Discussion List Archives

[Date Prev][Date Next][Thread Prev][Thread Next][Date Index][Thread Index]

Re: [ddlm-group] Third and final proposal to enhance dREL

Dear All,

I understand John's comments to be based on the view that a dREL method for checking correct use of DDLm is essentially tautological, as the execution of such a method will necessarily involve an assumption of those same semantics.  I can't see how this is true. For example, it is quite possible for a DDLm definition in a domain dictionary to use a non-existent value of an enumerated type DDLm attribute (e.g. "_type.container   Vector"), and for software dealing with that dictionary not to notice, if it happens not to rely on that particular piece of machine-readable information.  For this reason, software that checks the correctness of domain dictionaries is useful. A dREL method is no more than a language-agnostic form of such checking software.

From some of John's comments I perceive that perhaps the scenario I have inadvertently put forward is where each and every domain dictionary definition would have a series of dREL checks explicitly associated with it. This is not my intention, indeed the intention was to avoid having to do this, by defining a way for dREL to access dictionary information. So there would be one dREL method for checking that enumerated values for DDLm attributes are those found in the DDLm attribute dictionary. This single dREL method would be able to be applied to all DDLm dictionaries.  There might be 20 such methods altogether for DDLm as it currently stands.

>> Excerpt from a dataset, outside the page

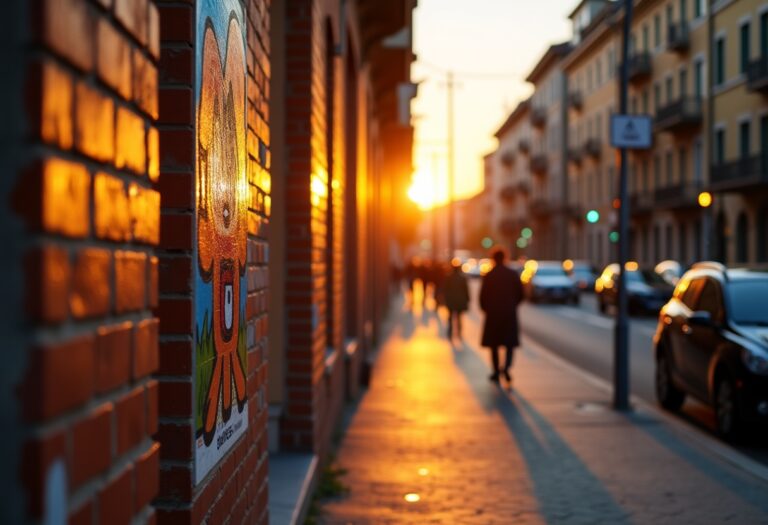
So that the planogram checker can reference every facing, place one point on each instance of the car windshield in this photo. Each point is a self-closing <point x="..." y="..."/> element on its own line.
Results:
<point x="749" y="301"/>
<point x="549" y="271"/>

I am thinking that a proper demonstration is probably necessary to properly explain the benefits, so I might work on that if this email is not convincing.

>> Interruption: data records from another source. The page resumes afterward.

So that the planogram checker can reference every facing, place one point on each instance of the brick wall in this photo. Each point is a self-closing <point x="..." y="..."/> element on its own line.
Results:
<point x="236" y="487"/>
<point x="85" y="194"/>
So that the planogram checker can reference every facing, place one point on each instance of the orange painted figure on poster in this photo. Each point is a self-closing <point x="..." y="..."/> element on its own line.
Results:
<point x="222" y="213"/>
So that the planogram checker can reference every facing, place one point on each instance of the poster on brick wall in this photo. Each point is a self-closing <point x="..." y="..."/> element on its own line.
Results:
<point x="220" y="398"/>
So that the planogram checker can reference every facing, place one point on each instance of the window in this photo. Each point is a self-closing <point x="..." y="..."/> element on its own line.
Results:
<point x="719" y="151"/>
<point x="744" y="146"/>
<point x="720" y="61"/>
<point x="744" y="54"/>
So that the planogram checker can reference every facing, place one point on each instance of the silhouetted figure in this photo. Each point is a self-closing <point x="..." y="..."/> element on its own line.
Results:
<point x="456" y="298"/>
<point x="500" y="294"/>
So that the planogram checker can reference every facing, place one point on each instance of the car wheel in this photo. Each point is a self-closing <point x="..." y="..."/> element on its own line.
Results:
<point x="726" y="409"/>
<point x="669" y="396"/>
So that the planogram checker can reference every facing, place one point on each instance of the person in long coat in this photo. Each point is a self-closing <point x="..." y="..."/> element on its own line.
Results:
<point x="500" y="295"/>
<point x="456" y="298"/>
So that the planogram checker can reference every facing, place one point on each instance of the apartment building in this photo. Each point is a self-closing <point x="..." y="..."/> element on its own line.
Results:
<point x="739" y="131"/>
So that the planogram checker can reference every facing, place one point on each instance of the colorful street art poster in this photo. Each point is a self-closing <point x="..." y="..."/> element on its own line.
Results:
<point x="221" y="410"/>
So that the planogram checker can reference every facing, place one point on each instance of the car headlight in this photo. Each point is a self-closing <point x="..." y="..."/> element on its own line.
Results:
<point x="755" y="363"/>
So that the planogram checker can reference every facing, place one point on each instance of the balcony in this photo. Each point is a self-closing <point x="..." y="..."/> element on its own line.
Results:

I have added some comments inline as well, below.

On Thu, 20 Sep 2018 at 07:54, Bollinger, John C <John.Bollinger@stjude.org> wrote:
Dear DDLm group,

Please find my comments inline below.

On Monday, September 17, 2018 7:39 PM, James Hester wrote:
> On Tue, 18 Sep 2018 at 00:49, Bollinger, John C <John.Bollinger@stjude.org> wrote:
>> 1. I’m not sure I follow the intended purpose of the “enhance meaning of 'Validation' methods” item.  As I understand it, the proposal is to expose all the details of each item’s definition to dREL for the use of validation methods.  But the example of checking an item’s value against the allowed values of its enumerated type is something that I would expect a DDLm-based validator to do at its own initiative, without need of a dREL method being defined in the dictionary.  More generally, I consider it the role and responsibility of a DDLm-based validator to validate all the per-item and inter-item characteristics that the relevant dictionary defines via DDLm semantics.
> If a dictionary is viewed as a data file that provides (ontological) data conforming to the DDLm attributes, then a Validation dREL method applied to the dictionary fulfills the same function as a dREL method for validating that a data file contains data that are consistent with the domain dictionaries. Following your argument, dREL is not necessary in domain dictionaries either, because calculations are more properly the domain of 'dictionary-aware software'.

I am comfortable with considering domain dictionaries to be data files conforming to the ontology-domain formalisms defined by DDLm, but that does not imply that arguments about dictionaries and data files can be cleanly shifted between the ontological level and the domain level, or vice versa.  DDLm is distinguished from other dictionaries and data files because it provides the formal definition of its own semantics instead of relying for that on some other dictionary.  As a result, although we can use DDLm semantics to understand domain dictionaries, we cannot use them to understand DDLm itself, because that would be tautological.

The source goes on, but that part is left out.